Nilay Patel at Engadget has an excellent breakdown of the details of Apple’s complaints. Like nearly all patent litigation, the case is highly technical and bone dry. But the case is likely to proceed in a predictable fashion.
Apple has actually brought two separate cases, one in U.S. District Court in Delaware. the other before the U.S. International Trade Commission. As my former colleague Arik Hesseldahl points out, the ITC has become an increasingly popular venue for patent infringement cases, both because it moves much faster than the federal courts and because it is easier to get an importation ban from the ITC than it is to get an injunction from a federal judge. The ITC, however, cannot award monetary damages, while federal courts can force infringers to pay three times the actual damages.
The ITC’s power to ban imports is a potent weapon in cases involving electronics since nearly everything is manufactured outside the U.S. But while the ITC issues these bans frequently, they hardly ever actually take effect. Instead, they are a very powerful incentive to settle the case.

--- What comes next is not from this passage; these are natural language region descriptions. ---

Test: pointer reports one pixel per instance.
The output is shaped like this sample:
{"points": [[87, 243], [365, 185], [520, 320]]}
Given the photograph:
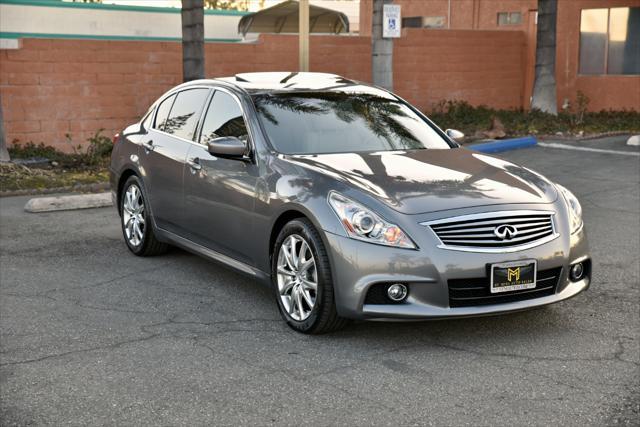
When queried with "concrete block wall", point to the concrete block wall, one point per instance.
{"points": [[480, 67], [54, 88]]}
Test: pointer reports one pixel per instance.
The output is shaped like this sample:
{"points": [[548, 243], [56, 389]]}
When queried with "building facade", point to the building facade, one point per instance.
{"points": [[597, 42]]}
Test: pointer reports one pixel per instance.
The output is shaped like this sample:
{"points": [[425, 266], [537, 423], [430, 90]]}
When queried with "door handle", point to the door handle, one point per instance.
{"points": [[148, 145], [195, 164]]}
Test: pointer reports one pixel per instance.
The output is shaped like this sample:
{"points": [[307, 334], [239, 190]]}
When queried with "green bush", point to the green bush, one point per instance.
{"points": [[473, 120], [96, 154]]}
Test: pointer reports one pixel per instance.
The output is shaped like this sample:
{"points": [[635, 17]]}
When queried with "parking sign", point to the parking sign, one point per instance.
{"points": [[391, 23]]}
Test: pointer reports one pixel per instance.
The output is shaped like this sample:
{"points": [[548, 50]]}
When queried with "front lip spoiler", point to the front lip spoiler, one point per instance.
{"points": [[419, 311]]}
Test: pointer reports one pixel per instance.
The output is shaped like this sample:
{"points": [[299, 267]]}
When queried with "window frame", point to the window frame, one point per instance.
{"points": [[176, 93], [205, 111], [606, 46], [157, 107]]}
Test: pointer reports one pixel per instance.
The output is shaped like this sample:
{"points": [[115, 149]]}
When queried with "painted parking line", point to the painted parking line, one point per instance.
{"points": [[593, 150]]}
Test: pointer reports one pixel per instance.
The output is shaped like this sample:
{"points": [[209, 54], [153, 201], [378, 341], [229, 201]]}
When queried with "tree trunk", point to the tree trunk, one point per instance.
{"points": [[544, 84], [382, 49], [4, 153], [192, 40]]}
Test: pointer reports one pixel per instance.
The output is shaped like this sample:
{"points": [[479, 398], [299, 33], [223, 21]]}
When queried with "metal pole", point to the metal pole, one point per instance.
{"points": [[381, 50], [304, 34]]}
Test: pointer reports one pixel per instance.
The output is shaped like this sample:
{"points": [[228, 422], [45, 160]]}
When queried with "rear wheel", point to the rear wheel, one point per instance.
{"points": [[136, 220], [302, 280]]}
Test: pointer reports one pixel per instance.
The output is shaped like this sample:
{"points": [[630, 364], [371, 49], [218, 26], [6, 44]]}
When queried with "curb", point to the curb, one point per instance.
{"points": [[63, 203], [504, 144], [82, 188]]}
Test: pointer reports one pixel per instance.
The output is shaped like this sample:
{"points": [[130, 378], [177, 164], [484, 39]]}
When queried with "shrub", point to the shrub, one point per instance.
{"points": [[97, 152], [473, 120]]}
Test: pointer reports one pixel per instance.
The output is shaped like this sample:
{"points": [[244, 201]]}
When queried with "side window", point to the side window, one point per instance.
{"points": [[146, 122], [185, 113], [224, 118], [163, 112]]}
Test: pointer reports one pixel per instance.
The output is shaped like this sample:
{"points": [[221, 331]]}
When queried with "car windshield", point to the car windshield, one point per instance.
{"points": [[339, 122]]}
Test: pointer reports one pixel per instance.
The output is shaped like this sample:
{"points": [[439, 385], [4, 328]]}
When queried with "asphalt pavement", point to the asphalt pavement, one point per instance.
{"points": [[92, 335]]}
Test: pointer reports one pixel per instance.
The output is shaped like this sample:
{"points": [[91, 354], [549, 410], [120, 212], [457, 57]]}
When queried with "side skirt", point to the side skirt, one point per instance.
{"points": [[197, 249]]}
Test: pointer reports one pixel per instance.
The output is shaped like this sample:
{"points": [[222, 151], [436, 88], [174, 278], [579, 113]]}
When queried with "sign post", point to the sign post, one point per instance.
{"points": [[303, 22], [391, 21]]}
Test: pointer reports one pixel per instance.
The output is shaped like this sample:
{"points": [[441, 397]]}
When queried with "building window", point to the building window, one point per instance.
{"points": [[412, 22], [610, 41], [423, 22], [509, 18]]}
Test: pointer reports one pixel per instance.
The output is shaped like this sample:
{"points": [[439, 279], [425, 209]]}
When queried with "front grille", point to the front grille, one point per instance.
{"points": [[480, 232], [476, 291]]}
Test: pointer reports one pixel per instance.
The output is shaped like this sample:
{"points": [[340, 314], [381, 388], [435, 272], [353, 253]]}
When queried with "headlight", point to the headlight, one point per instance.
{"points": [[575, 210], [363, 224]]}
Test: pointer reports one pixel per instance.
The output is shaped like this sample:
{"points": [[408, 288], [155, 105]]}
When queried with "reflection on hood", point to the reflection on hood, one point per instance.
{"points": [[421, 181]]}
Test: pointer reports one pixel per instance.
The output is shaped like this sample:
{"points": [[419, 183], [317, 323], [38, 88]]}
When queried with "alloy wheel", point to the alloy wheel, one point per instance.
{"points": [[297, 277], [133, 215]]}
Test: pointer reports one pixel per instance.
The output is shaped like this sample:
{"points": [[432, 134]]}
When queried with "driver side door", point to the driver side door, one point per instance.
{"points": [[220, 192]]}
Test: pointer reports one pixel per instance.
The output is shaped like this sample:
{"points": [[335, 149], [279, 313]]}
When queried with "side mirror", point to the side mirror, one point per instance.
{"points": [[227, 146], [456, 135]]}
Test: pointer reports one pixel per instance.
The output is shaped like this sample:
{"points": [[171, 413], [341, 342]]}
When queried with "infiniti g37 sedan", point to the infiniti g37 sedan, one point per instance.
{"points": [[347, 200]]}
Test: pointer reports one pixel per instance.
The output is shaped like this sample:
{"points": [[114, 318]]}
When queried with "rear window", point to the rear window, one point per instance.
{"points": [[339, 122]]}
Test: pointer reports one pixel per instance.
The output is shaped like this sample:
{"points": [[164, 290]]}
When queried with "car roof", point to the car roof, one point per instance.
{"points": [[291, 82]]}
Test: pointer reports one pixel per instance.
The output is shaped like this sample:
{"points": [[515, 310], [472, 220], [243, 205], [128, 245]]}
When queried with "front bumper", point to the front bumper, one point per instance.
{"points": [[357, 266]]}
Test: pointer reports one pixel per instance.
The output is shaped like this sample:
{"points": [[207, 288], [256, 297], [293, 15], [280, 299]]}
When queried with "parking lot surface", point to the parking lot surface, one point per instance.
{"points": [[91, 334]]}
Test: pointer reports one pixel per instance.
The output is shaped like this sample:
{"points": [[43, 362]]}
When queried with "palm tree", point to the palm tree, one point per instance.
{"points": [[4, 153], [544, 85], [192, 40]]}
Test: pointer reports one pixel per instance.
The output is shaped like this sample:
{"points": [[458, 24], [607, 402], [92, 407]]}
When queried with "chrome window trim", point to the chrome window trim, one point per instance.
{"points": [[496, 215], [176, 93], [244, 116]]}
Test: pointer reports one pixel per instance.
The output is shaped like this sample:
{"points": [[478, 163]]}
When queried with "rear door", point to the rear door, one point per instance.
{"points": [[220, 192], [164, 154]]}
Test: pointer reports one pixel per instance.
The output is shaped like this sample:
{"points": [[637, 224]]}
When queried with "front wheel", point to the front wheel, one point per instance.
{"points": [[302, 280], [136, 220]]}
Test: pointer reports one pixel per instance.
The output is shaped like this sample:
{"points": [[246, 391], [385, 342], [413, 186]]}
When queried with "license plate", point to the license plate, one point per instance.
{"points": [[513, 276]]}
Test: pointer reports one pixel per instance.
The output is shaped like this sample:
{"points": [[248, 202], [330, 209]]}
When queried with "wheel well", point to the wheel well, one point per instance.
{"points": [[283, 219], [123, 178]]}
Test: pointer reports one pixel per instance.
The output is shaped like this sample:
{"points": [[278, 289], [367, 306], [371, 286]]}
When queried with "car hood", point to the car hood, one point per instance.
{"points": [[421, 181]]}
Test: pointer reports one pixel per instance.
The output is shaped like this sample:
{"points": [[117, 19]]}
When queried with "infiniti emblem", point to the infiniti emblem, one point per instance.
{"points": [[505, 232]]}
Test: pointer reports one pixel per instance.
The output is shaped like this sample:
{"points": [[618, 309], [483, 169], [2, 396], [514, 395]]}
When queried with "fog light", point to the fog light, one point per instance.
{"points": [[576, 272], [397, 292]]}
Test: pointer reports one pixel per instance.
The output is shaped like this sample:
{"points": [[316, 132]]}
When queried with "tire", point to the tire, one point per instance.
{"points": [[136, 223], [322, 317]]}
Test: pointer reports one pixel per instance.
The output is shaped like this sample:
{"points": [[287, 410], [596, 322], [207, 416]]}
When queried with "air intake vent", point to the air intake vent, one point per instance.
{"points": [[495, 231]]}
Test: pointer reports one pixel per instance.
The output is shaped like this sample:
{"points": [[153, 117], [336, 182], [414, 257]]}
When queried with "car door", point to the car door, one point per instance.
{"points": [[220, 192], [165, 151]]}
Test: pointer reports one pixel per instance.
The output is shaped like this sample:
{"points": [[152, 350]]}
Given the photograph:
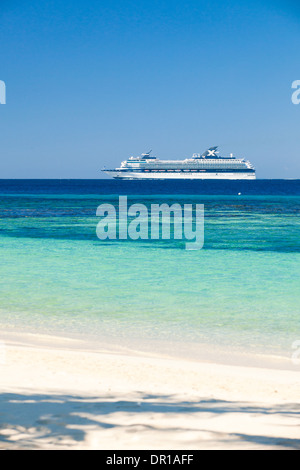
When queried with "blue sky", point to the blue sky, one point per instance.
{"points": [[90, 83]]}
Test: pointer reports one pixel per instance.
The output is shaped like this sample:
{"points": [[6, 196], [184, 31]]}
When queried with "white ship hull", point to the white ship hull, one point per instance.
{"points": [[131, 175]]}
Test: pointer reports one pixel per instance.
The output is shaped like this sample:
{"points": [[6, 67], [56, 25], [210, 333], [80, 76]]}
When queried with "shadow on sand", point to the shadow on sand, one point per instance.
{"points": [[41, 421]]}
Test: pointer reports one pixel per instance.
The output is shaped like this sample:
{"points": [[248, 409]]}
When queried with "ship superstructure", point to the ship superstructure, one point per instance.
{"points": [[208, 165]]}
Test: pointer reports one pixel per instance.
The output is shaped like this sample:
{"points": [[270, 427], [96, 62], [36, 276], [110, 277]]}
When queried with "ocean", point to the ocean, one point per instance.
{"points": [[239, 296]]}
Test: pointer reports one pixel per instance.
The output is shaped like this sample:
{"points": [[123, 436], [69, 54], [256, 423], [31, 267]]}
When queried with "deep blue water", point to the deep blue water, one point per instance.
{"points": [[240, 292]]}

ITC rulings can, however, be appealed to the Court of Appeals for the Federal Circuit, a specialized panel that handles patent cases.

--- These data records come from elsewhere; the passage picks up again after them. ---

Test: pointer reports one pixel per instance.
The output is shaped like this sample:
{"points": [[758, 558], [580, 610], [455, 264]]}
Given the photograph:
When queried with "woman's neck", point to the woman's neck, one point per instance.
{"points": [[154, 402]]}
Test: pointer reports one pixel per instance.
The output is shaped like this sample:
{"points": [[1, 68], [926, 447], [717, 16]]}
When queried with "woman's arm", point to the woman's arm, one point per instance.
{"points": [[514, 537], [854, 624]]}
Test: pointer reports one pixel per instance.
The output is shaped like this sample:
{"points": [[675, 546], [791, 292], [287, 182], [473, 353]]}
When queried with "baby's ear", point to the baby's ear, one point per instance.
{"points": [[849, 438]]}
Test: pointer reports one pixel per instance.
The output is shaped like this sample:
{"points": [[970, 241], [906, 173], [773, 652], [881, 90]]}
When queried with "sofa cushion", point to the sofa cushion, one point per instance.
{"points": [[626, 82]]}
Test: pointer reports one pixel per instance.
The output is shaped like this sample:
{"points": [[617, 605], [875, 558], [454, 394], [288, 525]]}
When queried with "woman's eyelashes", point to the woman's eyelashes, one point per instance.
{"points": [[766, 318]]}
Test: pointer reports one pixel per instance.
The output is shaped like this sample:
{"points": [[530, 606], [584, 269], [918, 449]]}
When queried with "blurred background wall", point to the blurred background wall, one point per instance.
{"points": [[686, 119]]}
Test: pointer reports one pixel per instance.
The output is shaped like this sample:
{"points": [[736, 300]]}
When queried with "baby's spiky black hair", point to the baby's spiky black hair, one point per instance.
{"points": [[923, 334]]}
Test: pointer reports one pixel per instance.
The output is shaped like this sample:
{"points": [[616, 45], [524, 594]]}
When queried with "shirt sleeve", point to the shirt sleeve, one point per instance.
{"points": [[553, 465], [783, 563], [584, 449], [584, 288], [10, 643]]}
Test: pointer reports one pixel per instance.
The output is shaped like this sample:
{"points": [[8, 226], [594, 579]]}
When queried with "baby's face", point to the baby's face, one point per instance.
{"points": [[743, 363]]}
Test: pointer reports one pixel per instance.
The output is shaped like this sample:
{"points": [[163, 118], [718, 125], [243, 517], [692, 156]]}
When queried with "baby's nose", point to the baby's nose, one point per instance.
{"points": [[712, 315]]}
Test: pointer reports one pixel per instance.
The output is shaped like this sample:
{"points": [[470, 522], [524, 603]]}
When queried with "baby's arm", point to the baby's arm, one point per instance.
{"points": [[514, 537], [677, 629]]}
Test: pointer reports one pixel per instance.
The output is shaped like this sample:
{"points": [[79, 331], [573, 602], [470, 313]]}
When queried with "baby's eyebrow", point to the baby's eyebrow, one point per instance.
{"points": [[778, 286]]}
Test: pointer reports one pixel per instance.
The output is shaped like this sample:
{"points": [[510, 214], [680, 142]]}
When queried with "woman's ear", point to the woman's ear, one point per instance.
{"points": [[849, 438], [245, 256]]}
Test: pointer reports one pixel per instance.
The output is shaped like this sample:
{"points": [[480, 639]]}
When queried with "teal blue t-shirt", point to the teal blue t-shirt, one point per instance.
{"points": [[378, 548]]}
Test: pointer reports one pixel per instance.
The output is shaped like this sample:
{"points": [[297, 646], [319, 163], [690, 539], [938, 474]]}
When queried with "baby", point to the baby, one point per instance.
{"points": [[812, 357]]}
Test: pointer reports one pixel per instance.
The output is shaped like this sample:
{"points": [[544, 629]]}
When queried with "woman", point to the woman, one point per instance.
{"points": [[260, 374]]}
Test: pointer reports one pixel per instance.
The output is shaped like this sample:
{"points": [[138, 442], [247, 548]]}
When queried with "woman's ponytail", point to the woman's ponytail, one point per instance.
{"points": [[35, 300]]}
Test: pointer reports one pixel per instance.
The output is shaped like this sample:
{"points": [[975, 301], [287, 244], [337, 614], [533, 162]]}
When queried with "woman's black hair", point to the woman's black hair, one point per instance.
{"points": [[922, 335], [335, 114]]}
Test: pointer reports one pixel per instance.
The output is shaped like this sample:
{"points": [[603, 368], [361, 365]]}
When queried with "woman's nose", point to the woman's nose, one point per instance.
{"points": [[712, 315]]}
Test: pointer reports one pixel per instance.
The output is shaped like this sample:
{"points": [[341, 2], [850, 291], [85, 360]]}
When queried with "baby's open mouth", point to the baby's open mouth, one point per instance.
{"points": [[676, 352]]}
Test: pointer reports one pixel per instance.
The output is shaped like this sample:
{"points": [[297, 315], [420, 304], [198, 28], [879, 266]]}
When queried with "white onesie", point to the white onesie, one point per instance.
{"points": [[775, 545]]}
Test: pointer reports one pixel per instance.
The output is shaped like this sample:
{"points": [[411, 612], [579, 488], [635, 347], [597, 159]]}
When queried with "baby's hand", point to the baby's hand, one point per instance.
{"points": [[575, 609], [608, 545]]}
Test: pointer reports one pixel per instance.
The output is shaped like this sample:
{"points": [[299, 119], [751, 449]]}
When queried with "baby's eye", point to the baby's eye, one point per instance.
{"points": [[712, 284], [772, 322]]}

Patent cases in the federal courts are notorious for taking forever to resolve. It generally takes a couple of years just to get a case to trial, and it’s not unusual for a patent dispute to bounce back and forth between trial courts and appeals courts for years. The drawn-out patent battle between Research In Motion and NTP involved only one appeal and still lasted for six years before RIM finally settled,
Probably the most important factor in determining how this case will play out is whether HTC holds patents that it can claim Apple has infringed. It could then file counter-complaints (and yes, the ITC could prohibit the importation of Chinese-made iPhones even though Apple is a U.S. company). That would open the door to a cross-licensing agreement, probably the most common ending to a patent dispute where both parties actually produce product and own intellectual property. But even that is unlikely to occur before there have been some hearings before a judge or the ITC that allow the parties to assess the relative strength of their cases.
In the end, it is unlikely that anyone is going to prevent anyone else from importing phones or even forcing significant changes in products. One way or another, the case will eventually be settled. The real significance of the litigation is that what is increasingly turning into a smartphone war of Apple versus everyone else is getting much, much nastier.